Take, for example, Planned Parenthood of Greater Indiana. Its IRS 990 form for 2009 reports that this affiliate had $10.6 million in revenue from patient services (including $1.2 million from Medicaid — an entitlement not covered by this spending bill). It raised $2 million and then took in $3 million in government grants. On the other side of the ledger, the group reports providing $14.6 million in services. With additional efforts to raise money and a bit of budgeting, they could probably operate at the same pace without the special handouts. (Their medical director made about $300,000 in 2009 — if he believes very strongly in the cause, perhaps he can settle for a bit less.)
If abortion were really supported by the majority of the American people, then surely the people who support abortion would be able to dig deep into their own wallets and just give Planned Parenthood all the money it needs to keep killing helpless babies. But I don’t think they are going to do that. And since they are not going to do that, Planned Parenthood will probably have to raise their prices for abortions. And as long as Obamacare doesn’t fund those abortions, then a lot more people are going to have to pay more for abortions. And since a lot more people don’t want to spend that money on abortions, a lot more people are going to stop treating sex as a recreational activity and behave more responsibly. Responsible behavior is what happens when people have to face the consequences of their own decisions.

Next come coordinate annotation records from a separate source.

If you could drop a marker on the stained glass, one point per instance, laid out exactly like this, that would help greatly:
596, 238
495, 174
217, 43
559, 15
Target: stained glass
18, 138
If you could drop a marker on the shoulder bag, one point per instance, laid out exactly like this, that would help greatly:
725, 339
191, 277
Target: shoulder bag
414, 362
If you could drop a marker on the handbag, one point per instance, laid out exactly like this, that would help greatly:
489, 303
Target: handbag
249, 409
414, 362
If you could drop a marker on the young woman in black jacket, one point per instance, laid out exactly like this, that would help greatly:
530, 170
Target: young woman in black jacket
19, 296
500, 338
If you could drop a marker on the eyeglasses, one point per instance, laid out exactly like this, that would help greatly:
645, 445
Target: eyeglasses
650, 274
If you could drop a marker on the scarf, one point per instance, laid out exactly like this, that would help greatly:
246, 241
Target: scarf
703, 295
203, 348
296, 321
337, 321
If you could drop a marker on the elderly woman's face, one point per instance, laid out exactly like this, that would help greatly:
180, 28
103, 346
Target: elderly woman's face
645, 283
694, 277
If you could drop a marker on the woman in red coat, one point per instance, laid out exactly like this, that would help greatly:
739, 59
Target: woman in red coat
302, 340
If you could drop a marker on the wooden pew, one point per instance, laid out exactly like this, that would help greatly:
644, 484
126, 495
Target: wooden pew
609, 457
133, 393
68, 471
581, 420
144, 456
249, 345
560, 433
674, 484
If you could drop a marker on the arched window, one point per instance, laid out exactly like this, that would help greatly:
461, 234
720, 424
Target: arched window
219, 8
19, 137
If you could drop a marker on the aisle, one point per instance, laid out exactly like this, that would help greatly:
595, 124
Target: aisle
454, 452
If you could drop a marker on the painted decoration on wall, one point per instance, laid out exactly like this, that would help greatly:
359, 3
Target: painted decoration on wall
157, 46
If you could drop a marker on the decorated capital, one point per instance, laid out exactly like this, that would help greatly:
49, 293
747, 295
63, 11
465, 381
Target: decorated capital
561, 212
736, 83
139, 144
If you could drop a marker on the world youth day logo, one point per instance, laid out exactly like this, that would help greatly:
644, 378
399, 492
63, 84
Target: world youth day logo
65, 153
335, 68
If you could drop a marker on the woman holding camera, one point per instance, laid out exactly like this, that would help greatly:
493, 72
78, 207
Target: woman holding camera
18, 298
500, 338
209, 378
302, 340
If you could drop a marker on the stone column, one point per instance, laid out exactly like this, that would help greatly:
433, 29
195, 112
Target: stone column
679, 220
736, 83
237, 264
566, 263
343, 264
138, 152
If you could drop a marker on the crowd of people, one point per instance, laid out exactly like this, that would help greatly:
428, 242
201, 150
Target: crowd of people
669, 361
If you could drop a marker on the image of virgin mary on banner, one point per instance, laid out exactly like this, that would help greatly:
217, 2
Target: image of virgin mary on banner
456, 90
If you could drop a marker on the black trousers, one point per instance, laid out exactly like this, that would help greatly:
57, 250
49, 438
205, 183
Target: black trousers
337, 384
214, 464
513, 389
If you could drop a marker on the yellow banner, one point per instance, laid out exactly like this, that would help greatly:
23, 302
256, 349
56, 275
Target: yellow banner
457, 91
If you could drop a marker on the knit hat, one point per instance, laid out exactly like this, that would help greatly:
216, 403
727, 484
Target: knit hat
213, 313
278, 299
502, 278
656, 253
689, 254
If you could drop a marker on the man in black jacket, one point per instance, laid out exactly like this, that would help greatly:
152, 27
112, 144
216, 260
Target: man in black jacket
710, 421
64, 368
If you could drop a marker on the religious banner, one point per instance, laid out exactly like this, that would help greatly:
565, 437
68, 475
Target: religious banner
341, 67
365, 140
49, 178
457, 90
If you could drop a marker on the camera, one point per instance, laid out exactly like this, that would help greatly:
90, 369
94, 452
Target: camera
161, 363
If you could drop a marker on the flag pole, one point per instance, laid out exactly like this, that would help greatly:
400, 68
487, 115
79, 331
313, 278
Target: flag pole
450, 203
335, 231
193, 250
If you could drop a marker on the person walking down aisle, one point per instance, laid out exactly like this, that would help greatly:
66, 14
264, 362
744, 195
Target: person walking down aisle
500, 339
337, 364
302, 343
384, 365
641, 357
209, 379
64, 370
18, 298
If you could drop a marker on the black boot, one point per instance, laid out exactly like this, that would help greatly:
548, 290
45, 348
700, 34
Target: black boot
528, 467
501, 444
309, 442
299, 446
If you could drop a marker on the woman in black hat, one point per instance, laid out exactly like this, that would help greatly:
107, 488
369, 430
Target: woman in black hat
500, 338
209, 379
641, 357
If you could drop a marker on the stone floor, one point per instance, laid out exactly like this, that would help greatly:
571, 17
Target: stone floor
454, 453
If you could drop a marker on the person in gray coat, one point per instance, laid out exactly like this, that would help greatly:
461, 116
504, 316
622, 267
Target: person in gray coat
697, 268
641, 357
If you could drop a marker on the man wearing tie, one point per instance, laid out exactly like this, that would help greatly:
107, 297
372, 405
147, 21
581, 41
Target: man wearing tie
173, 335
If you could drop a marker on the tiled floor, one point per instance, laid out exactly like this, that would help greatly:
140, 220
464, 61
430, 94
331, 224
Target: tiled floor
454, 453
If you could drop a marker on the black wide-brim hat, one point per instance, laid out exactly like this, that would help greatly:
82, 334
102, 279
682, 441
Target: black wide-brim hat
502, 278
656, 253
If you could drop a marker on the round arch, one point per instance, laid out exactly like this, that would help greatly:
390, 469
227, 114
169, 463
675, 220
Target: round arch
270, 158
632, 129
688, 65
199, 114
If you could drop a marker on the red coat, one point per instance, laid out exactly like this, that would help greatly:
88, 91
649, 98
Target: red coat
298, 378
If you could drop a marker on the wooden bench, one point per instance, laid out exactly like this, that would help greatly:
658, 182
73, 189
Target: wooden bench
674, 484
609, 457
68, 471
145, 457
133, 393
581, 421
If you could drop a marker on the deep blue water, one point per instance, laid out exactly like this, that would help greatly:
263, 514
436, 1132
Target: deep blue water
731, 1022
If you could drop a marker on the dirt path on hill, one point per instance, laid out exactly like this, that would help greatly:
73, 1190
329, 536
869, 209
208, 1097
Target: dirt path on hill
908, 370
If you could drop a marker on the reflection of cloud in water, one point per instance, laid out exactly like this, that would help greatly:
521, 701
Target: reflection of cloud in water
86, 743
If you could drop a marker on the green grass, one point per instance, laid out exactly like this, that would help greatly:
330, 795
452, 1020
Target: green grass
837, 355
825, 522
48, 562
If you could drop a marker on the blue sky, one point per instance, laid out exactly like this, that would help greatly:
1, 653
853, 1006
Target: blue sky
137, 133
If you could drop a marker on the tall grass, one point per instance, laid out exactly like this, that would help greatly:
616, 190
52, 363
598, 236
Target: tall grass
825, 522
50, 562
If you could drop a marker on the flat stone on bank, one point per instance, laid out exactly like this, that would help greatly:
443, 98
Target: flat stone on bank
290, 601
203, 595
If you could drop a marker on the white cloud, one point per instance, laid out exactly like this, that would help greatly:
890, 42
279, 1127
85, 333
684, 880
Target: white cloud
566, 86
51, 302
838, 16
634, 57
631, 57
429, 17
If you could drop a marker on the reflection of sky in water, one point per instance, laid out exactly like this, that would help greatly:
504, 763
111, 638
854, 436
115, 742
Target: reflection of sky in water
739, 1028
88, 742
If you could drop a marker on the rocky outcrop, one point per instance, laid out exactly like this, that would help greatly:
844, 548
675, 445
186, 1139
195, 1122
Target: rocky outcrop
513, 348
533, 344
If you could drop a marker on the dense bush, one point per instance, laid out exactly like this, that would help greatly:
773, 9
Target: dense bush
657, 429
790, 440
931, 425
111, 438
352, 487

I’m a fiscal conservative and a social conservative, and I don’t want my tax money going to kill innocent babies. I worked for that money and it’s mine – I earned it. I have to work weekends without pay just to keep my job. If all of these left-wing liberals are so comfortable with their jobs and salaries that they have extra money to spend on baby-killing, then let them give their money to Planned Parenthood. My money is for providing for my (future) babies, and paying for their graduate degrees. If I have to pay for other people’s plans to kill babies, then I can’t pay for my plan to raise them.
“You cannot legislate the poor into freedom by legislating the industrious out of it. You don’t multiply wealth by dividing it. Government cannot give anything to anybody that it doesn’t first take from somebody else. Whenever somebody receives something without working for it, somebody else has to work for it without receiving. The worst thing that can happen to a nation is for half of the people to get the idea they don’t have to work because somebody else will work for them, and the other half to get the idea that it does no good to work because they don’t get to enjoy the fruits of their labor.”
– Adrian Rogers, former President of the Southern Baptist Convention
And a quote from Michael Medved:
The only real alternative to government as a source of assistance, authority and a functioning civil society remains the “little platoons” described by Edmund Burke — families and communities shaped by attitudes that count as both economically and culturally conservative.
Abortion will be severely restricted abortion providers realize that there is no money to be made by killing innocent people. That’s why we need to stop paying them our money.